さて、それは本当なのでしょうか?真実だと感じているから、「癌になってしまったのは自分が悪い人間だからなのか」とか、「自分が悪い親だから子どもが不登校になってしまったのだ」と責めてしまうのでしょう。

これらの考え方はよくある一般的なものです。ですが、正しい考え方ではありません。むしろ迷信だと断言できます。

さて質問です。善人は病気をせずに、悪人が癌になるものですか?悪人が作った料理はまずくて、善人が作った料理は美味しい料理なのでしょうか?答えは「いいえ」ですよね。

体調の良し悪し、料理の味の良し悪しが、必ずしも人格や行いの良し悪しに直結するわけではありません。でも、悪人の方が得というわけじゃないですからね。良い人間の方が、健康や料理に対して真面目に取り組む可能性は少しだけ高いかもしれませんね。

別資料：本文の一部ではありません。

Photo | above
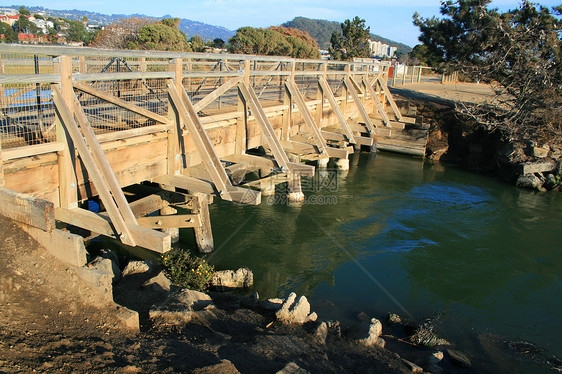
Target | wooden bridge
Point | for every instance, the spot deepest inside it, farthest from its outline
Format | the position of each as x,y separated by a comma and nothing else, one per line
145,133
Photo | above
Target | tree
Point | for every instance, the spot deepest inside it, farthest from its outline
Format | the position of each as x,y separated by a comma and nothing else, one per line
9,35
118,34
218,43
518,51
250,40
161,36
352,42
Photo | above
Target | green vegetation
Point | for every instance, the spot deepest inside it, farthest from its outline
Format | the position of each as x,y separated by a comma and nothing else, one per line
10,35
187,271
352,42
161,36
322,31
519,51
278,41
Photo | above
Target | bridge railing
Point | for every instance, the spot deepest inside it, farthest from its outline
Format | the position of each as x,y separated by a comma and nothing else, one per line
27,112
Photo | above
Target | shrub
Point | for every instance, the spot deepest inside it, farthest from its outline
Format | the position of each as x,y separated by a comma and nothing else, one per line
187,271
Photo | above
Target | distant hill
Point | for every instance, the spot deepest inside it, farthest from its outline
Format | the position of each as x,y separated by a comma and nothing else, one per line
322,31
191,28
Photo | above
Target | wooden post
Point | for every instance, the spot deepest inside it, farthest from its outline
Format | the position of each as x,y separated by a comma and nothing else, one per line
82,68
2,182
2,93
68,192
203,234
320,97
175,138
242,121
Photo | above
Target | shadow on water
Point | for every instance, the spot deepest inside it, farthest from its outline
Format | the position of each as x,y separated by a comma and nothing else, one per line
397,234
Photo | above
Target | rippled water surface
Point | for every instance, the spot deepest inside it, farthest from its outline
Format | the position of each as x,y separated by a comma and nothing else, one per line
399,235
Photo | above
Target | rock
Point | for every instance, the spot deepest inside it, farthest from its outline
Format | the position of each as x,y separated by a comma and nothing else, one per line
412,367
292,368
138,267
99,277
321,333
435,369
272,304
312,317
229,279
225,367
537,167
367,333
293,310
435,357
109,254
159,283
459,359
129,318
540,152
393,319
179,307
529,181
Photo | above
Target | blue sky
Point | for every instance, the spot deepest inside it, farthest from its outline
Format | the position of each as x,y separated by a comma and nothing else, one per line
388,18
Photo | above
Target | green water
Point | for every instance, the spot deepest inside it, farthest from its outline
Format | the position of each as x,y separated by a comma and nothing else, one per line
396,234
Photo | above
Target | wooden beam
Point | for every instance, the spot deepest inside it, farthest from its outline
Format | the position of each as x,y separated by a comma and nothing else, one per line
27,209
194,185
150,239
378,104
337,110
66,117
122,103
203,233
267,130
308,119
231,83
176,221
351,84
202,142
390,99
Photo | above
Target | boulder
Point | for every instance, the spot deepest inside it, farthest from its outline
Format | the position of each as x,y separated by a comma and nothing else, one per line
272,304
367,333
229,279
529,181
139,267
321,333
294,310
179,307
292,368
158,283
459,359
109,254
540,152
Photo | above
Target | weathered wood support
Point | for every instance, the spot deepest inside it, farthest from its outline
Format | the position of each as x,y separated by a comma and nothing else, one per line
203,233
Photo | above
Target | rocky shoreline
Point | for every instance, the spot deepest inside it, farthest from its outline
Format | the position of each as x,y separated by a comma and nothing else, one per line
282,335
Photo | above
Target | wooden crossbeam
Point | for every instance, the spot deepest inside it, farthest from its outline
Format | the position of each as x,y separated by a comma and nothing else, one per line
238,194
172,221
337,110
100,223
201,140
27,209
320,142
390,99
66,117
121,103
378,104
231,83
249,96
336,136
351,84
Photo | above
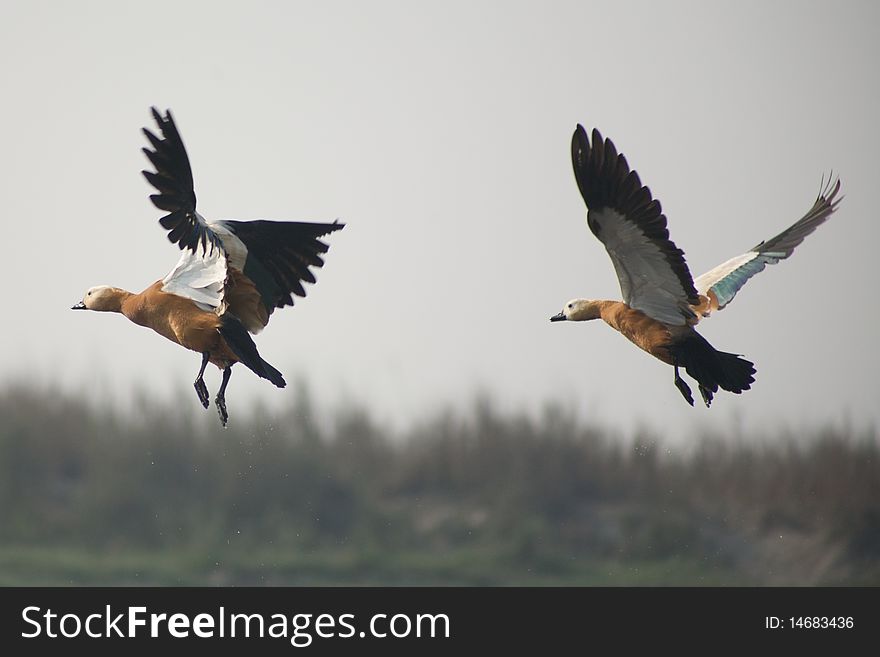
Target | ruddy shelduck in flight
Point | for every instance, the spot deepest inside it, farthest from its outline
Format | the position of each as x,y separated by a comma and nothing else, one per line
661,301
230,277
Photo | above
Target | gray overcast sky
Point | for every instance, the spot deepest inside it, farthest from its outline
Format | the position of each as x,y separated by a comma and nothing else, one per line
439,132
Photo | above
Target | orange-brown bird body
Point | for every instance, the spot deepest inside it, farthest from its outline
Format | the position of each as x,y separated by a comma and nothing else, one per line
230,278
662,303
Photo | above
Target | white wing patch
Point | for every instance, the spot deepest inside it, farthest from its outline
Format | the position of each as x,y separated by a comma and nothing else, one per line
236,251
199,276
706,281
647,282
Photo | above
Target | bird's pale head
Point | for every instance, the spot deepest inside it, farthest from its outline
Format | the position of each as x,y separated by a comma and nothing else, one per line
577,310
100,297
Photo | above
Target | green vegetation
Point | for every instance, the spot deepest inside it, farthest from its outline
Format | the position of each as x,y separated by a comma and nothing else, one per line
89,496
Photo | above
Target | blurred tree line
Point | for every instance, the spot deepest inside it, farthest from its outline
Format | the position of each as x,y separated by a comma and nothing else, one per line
89,495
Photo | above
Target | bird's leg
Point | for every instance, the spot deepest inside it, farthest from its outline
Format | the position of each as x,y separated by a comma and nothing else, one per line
707,395
220,400
201,388
683,387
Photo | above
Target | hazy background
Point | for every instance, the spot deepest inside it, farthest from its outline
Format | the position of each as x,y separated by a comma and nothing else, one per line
440,134
438,429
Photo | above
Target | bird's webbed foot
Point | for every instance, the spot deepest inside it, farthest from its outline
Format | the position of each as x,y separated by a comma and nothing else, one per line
685,389
220,400
199,385
707,395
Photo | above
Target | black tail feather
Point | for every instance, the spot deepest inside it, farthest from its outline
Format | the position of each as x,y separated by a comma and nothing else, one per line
243,346
711,368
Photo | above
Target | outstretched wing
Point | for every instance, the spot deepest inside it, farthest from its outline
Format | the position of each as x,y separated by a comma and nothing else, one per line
257,266
651,269
274,261
721,284
173,181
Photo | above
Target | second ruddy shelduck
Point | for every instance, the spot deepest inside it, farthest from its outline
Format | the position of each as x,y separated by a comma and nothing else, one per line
230,277
661,301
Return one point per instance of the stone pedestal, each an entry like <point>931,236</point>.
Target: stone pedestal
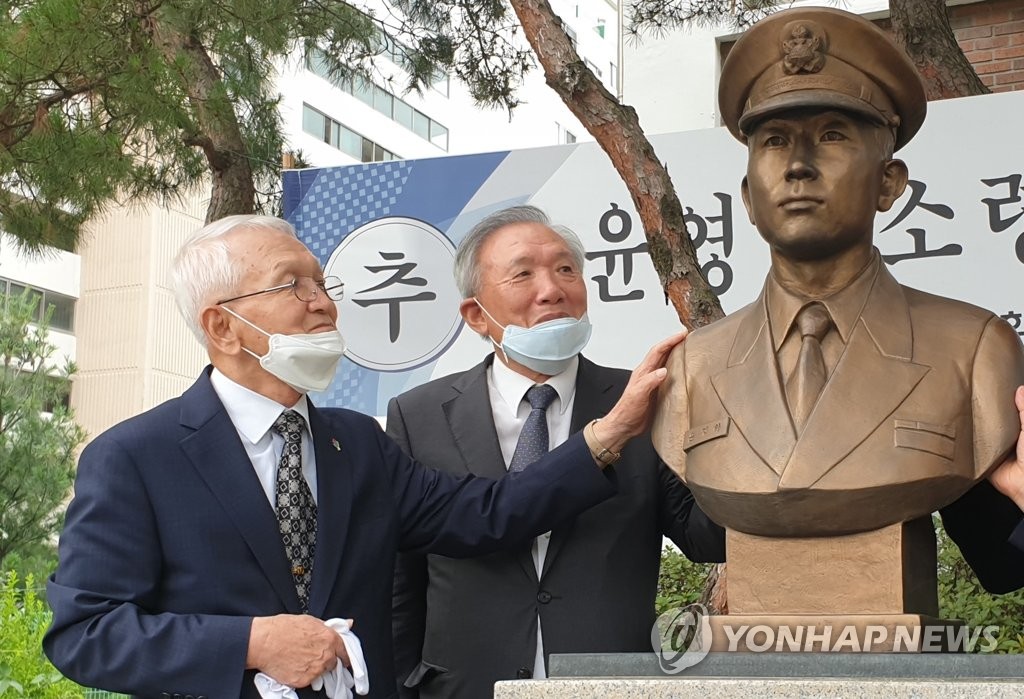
<point>870,592</point>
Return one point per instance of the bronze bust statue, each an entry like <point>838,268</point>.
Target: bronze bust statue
<point>840,401</point>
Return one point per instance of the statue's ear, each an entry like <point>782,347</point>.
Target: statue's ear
<point>894,178</point>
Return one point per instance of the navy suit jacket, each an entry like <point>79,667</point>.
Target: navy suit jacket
<point>462,624</point>
<point>171,547</point>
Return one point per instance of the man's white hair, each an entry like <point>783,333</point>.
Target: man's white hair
<point>204,270</point>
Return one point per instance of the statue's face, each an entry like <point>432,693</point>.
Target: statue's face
<point>814,181</point>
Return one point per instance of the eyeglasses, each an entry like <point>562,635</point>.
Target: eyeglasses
<point>304,288</point>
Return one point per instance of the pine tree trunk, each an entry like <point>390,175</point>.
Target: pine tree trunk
<point>616,129</point>
<point>922,28</point>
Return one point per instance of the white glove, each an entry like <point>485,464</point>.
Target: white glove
<point>338,684</point>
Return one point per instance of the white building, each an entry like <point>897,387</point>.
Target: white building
<point>116,315</point>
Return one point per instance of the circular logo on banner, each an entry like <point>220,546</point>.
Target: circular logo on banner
<point>400,308</point>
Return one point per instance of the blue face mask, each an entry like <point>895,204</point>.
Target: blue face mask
<point>548,347</point>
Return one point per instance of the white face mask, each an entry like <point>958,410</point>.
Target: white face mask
<point>304,361</point>
<point>548,347</point>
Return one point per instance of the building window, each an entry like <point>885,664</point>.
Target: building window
<point>317,124</point>
<point>60,307</point>
<point>385,101</point>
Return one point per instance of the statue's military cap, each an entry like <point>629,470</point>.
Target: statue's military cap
<point>819,57</point>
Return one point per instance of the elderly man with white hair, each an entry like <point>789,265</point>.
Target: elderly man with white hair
<point>213,537</point>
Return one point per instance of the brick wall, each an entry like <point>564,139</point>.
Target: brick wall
<point>991,35</point>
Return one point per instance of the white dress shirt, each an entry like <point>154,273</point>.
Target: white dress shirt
<point>253,416</point>
<point>507,391</point>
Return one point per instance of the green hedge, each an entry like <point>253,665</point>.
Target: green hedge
<point>25,671</point>
<point>961,596</point>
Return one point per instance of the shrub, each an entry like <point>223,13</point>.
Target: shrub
<point>25,671</point>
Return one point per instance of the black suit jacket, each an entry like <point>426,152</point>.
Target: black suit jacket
<point>462,625</point>
<point>171,547</point>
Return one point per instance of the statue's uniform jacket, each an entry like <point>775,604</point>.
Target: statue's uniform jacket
<point>920,407</point>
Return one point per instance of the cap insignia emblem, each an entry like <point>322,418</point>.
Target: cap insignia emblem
<point>804,47</point>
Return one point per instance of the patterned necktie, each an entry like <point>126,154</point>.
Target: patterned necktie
<point>296,508</point>
<point>534,438</point>
<point>809,377</point>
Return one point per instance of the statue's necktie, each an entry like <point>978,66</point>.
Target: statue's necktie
<point>809,377</point>
<point>296,509</point>
<point>534,438</point>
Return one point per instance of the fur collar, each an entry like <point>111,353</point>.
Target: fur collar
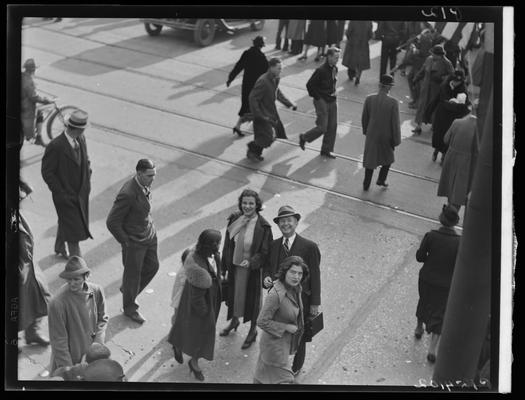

私が伝えたいのは、一つの良い原因が一つの良い結果を生むわけではないという事です。むしろ、たくさんの要因が重なって結果を生み出すものなのです。一つの材料が悪くても他の材料が良くて、料理人の腕が良ければ、美味しい料理になるでしょう。

「美味しい料理ができた」という結果を出したいのであれば、良い人であるかどうかよりも、美味しい料理が出来るための要因を増やすことが大切なのです。料理の知識や腕、材料、道具など、美味しい料理を作る方向に近づく要因を増やすことが大切なのです。

繰り返しますが、何が目的かを考え、目的に対する要因を増やすことが重要なのです。そもそも、単純に良いと悪いに分けるから間違ってしまうという事が言えるでしょう。目的に向かってプラスなのか?マイナスなのか?―という考え方が必要なのです。

時には、マイナスであることを消すことも必要でしょう。しかし、私たちは、マイナスを取り除くことに偏りがちです。美味しい料理を作るのに、まずくなる材料は取り除いた方が良いでしょう。しかし、取り除くだけでは、結局、料理すらできないのです。マイナスを取り除く、プラスを増やす―どちらもあった方が良いです。

そして結果は、また次の結果につながり、たくさんの要因の一つになっていきます。昨日のテストの悪い点数を悔やみ続けたり、無かったことにするために時間を割いたりするよりも、次のテストで良い点数を取るために行動することが大切なのは明らかです。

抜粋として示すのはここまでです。